The excellent KDNuggets site has recently published its latest survey of data science tool usage, and as always it’s interesting reading.  This is the 17th year (!) so it’s a great way to look at trends.  I won’t repeat all their analysis or results here, but I will just pull out a few points.

Python and R

Python is still “the daddy” of data science tooling, i.e. it’s still growing fast and so has the trajectory.   I know there is a bit a religious war between R and Python worlds, i.e. we all have our favourites.  It’s actually a very friendly rivalry it seems to me, and to be fair R has a massive and solid user base. Having used both for customer projects I must say I prefer Python, but maybe that’s as I’m originally from a C and Java background.  I find the availability of the latest machine learning libraries and developments seems better, but that may just be my confirmation bias.  I’m lazy also and like learning a few languages as possible, so its fit with the AWS Lambda functions that we use makes it a useful Swiss Army knife.

Tableau and QlikView

Tableaux

Tableaux église Saint-Léonor de Tréflaouénan (by Kergourlay)

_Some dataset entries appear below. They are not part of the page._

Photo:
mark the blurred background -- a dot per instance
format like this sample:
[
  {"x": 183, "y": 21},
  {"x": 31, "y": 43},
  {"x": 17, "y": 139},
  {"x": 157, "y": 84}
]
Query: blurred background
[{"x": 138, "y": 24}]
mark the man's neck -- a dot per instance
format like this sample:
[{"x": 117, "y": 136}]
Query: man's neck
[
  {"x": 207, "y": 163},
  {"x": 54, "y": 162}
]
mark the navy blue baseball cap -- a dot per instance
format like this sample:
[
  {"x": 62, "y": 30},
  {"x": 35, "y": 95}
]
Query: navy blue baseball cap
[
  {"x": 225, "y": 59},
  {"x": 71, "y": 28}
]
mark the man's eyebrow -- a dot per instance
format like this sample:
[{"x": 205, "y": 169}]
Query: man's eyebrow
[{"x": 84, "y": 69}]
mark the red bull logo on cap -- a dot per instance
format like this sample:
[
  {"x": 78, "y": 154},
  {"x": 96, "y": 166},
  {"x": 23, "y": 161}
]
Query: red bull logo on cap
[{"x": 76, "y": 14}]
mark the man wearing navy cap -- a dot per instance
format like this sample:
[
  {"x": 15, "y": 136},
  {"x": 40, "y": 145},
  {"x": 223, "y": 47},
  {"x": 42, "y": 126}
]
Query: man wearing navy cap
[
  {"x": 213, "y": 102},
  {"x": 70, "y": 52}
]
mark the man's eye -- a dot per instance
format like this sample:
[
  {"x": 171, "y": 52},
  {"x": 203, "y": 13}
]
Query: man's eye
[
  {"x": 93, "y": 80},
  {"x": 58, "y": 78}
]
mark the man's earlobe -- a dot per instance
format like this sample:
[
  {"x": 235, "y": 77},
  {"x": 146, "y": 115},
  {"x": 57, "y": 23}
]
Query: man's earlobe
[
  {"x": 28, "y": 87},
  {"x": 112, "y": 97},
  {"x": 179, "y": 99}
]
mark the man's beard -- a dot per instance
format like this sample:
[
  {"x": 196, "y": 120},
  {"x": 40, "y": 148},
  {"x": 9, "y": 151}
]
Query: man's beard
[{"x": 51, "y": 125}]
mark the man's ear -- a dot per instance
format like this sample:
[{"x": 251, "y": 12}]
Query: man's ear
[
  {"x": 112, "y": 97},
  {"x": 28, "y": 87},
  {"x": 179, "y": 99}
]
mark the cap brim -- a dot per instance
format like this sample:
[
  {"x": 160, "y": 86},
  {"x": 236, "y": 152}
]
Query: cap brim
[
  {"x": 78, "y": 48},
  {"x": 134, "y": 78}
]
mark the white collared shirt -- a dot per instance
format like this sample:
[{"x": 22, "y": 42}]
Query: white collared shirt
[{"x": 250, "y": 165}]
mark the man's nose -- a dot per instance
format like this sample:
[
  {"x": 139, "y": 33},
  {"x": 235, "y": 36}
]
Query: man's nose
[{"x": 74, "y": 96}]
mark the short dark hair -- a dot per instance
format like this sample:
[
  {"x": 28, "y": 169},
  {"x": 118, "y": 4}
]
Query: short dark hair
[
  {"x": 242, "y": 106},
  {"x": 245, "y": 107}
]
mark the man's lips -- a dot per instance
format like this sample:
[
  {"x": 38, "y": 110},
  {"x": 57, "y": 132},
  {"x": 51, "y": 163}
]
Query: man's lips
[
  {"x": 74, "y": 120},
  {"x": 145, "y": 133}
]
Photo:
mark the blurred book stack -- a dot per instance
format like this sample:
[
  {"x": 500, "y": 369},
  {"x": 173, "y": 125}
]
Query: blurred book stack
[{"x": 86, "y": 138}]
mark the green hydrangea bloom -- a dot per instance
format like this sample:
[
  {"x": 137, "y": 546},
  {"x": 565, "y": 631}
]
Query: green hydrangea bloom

I didn’t have a very clear preconceived view of their respective market share, but from a user vote point of view I was surprised to see Tableau receive 4-5 times as many votes from users.  The poll is open to vendor influence by asking their users to vote so this result could be affected in this way, so this needs to be taken with a health warning.  But if I were a QlikView exec I’d be worried by this, even if both vendors core markets are MI/BI rather than data science communities. This finding is backed up for me by one of our customers who is moving away from QlikView to a competitor product at the moment.

TensorFlow and MXNet

Typical CNN architecture

Typical CNN architecture (by Aphex34)

This is one of the big findings in the survey.  Google’s TensorFlow has come from nowhere over the last 2 years to being widely used, whereas in comparison MXNet (which Amazon are backing) has 10x less usage.  Google have played a blinder with TensorFlow, both technically and in terms of building developer mindshare.  It feels like we are right at the peak of the hype curve for deep learning.  Despite the amazing achievements with neural network-based architectures over the last few years, noises are starting to emerge about their limitations and that maybe the future of AI requires radically different approaches.  I’m sure TensorFlow and other deep learning frameworks will still feature strongly in the survey next year, especially as they enter the enterprise space.  But in the meantime, research leaders may well be increasingly moving away from this area.